The fastest approach is really bound to I/O capabilities and computational speed. Usually the best method to understand what is the fastest technique is to benchmark them.
Disclaimer: Results are (of course) bound to my machine and may vary significantly on different hardware. For testing I have used a single text file of about 400MB in size. If interested the file may be downloaded here (zipped). Executable compiled as x86.
Option 1: Read entire file, no parallelization
long count = 0;
var text = File.ReadAllText("C:\\tmp\\test.txt");
for(var i = 0; i < text.Length; i++)
if (text[i] == '@')
count++;
Results:
- Average execution time:
5828 ms
- Average process memory:
1674 MB
This is the "naive" approach, which reads the entire file in memory and then uses a for
loop (which is significantly faster than foreach
or LINQ).
As expected process occupied memory is very high (about 4 times the file size), this may be caused by a combination of string size in memory (more info here) and string processing overhead.
Option 2: Read file in chunks, no parallelization
long count = 0;
using(var file = File.OpenRead("C:\\tmp\\test.txt"))
using(var reader = new StreamReader(file))
{
const int size = 500000; // chunk size 500k chars
char[] buffer = new char[size];
while(!reader.EndOfStream)
{
var read = await reader.ReadBlockAsync(buffer, 0, size); // read chunk
for(var i = 0; i < read; i++)
if(buffer[i] == '@')
count++;
}
}
Results:
- Average execution time:
4819 ms
- Average process memory:
7.48 MB
This was unexpected. In this version we are reading the file in chunks of 500k characters instead of loading it entirely in memory, and execution time is even lower than the previous approach. Please note that reducing the chunk size will increase execution time (because of the overhead). Memory consumption is extremely low (as expected, we are only loading roughly 500kB/1MB in memory directly into a char array).
Better (or worse) performance may be obtained by changing the chunk size.
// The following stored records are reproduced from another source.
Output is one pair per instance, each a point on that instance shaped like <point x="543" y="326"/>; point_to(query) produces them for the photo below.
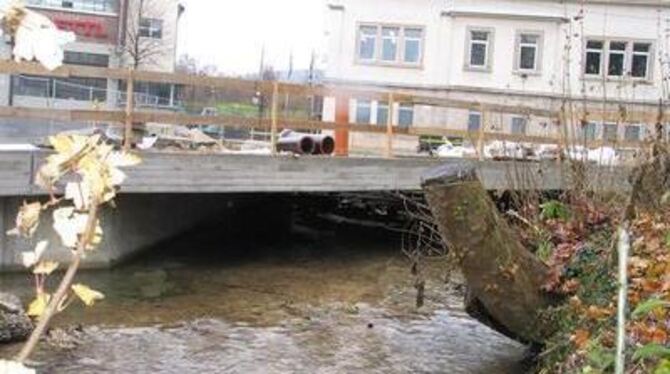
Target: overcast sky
<point x="231" y="34"/>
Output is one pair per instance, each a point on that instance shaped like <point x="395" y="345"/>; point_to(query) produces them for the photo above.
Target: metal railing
<point x="106" y="6"/>
<point x="52" y="88"/>
<point x="567" y="123"/>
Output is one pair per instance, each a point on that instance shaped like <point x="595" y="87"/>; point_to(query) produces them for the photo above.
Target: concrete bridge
<point x="170" y="193"/>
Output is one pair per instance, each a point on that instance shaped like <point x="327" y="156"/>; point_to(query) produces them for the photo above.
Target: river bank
<point x="329" y="305"/>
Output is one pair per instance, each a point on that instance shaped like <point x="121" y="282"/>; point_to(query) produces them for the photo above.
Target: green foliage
<point x="544" y="250"/>
<point x="649" y="306"/>
<point x="663" y="367"/>
<point x="651" y="351"/>
<point x="600" y="358"/>
<point x="554" y="209"/>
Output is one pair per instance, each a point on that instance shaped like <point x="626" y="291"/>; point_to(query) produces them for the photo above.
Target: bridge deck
<point x="225" y="173"/>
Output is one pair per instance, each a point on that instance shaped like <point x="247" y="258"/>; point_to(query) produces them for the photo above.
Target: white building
<point x="536" y="53"/>
<point x="110" y="33"/>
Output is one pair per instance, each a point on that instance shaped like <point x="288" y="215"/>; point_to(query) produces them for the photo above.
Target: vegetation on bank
<point x="577" y="239"/>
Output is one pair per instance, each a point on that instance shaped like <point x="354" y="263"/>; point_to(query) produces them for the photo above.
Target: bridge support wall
<point x="139" y="221"/>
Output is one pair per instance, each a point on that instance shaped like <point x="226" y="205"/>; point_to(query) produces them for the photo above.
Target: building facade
<point x="110" y="33"/>
<point x="604" y="56"/>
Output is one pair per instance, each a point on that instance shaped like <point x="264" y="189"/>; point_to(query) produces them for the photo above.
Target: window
<point x="405" y="115"/>
<point x="367" y="42"/>
<point x="632" y="133"/>
<point x="474" y="121"/>
<point x="623" y="58"/>
<point x="151" y="28"/>
<point x="519" y="125"/>
<point x="641" y="58"/>
<point x="87" y="59"/>
<point x="478" y="49"/>
<point x="398" y="45"/>
<point x="363" y="111"/>
<point x="80" y="89"/>
<point x="589" y="131"/>
<point x="413" y="39"/>
<point x="528" y="52"/>
<point x="390" y="44"/>
<point x="152" y="94"/>
<point x="382" y="114"/>
<point x="594" y="57"/>
<point x="616" y="59"/>
<point x="610" y="132"/>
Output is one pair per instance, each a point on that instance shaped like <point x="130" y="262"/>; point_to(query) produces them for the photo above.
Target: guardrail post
<point x="273" y="114"/>
<point x="389" y="128"/>
<point x="342" y="125"/>
<point x="128" y="131"/>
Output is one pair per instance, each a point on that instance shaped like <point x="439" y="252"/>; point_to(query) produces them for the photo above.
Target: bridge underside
<point x="169" y="194"/>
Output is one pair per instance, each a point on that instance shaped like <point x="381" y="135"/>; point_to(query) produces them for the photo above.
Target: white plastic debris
<point x="13" y="367"/>
<point x="448" y="150"/>
<point x="36" y="37"/>
<point x="17" y="147"/>
<point x="547" y="151"/>
<point x="504" y="149"/>
<point x="577" y="153"/>
<point x="605" y="156"/>
<point x="147" y="142"/>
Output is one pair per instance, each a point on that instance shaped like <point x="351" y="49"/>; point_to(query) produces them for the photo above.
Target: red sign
<point x="86" y="28"/>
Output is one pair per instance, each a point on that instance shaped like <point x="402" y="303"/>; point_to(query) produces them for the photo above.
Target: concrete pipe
<point x="297" y="143"/>
<point x="323" y="144"/>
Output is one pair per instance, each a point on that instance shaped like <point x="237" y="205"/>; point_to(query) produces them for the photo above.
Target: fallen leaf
<point x="27" y="220"/>
<point x="86" y="294"/>
<point x="580" y="338"/>
<point x="39" y="305"/>
<point x="29" y="259"/>
<point x="45" y="267"/>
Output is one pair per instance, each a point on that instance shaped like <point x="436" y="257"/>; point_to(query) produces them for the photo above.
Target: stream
<point x="343" y="304"/>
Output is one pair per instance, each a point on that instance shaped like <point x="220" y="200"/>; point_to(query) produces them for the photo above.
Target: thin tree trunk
<point x="63" y="287"/>
<point x="503" y="278"/>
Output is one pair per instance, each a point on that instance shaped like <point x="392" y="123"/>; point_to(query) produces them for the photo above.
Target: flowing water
<point x="300" y="307"/>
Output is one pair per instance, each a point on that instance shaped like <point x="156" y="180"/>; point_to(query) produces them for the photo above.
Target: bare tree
<point x="144" y="33"/>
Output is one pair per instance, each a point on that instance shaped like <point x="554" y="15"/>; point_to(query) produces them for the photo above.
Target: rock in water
<point x="15" y="325"/>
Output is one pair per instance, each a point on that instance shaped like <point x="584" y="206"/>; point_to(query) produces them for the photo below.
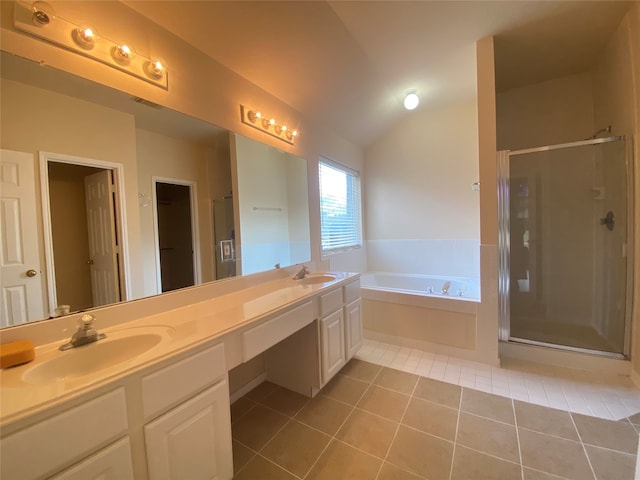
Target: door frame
<point x="121" y="219"/>
<point x="195" y="231"/>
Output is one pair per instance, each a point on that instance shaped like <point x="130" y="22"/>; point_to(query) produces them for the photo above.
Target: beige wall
<point x="547" y="113"/>
<point x="198" y="86"/>
<point x="34" y="120"/>
<point x="177" y="160"/>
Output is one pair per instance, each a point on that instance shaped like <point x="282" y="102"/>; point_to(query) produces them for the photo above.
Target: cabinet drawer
<point x="264" y="336"/>
<point x="111" y="463"/>
<point x="177" y="382"/>
<point x="352" y="291"/>
<point x="330" y="302"/>
<point x="31" y="453"/>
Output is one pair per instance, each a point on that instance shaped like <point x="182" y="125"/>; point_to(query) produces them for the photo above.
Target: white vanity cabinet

Option 3: Read file in chunks, with parallelization
long count = 0;
using(var file = File.OpenRead("C:\\tmp\\test.txt"))
using(var reader = new StreamReader(file))
{
const int size = 2000000; // this is roughly 4 times the single threaded value
const int parallelization = 4; // this will split chunks in sub-chunks processed in parallel
char[] buffer = new char[size];
while(!reader.EndOfStream)
{
var read = await reader.ReadBlockAsync(buffer, 0, size);
var sliceSize = read/parallelization;
var counts = new long[parallelization];
Parallel.For(0, parallelization, i => {
var start = i * sliceSize;
var end = start + sliceSize;
if(i == parallelization)
end += read % parallelization;
long localCount = 0;
for(var j = start; j < end; j++)
{
if(buffer[(int)j] == '@')
localCount++;
}
counts[i] = localCount;
});
count += counts.Sum();
}
}
Results:
- Average execution time:
3363 ms
- Average process memory:
10.37 MB
As expected this version performs better the the single threaded one, but not 4 times better as we could have thought. Memory consumption is again very low compared to the first version (same considerations as before) and we are taking advantage of multi-core environments.
Parameters like chunk size and number of parallel tasks may significantly change the results, you should just go by trial and error to find what is the best combination for you.
Conclusions
I was inclined to think that the "load everything in memory" version was the fastest, but this really depends on the overhead of string processing and I/O speed. The parallel-chunked approach seems the fastest in my machine, this should lead you to an idea: when in doubt just benchmark it.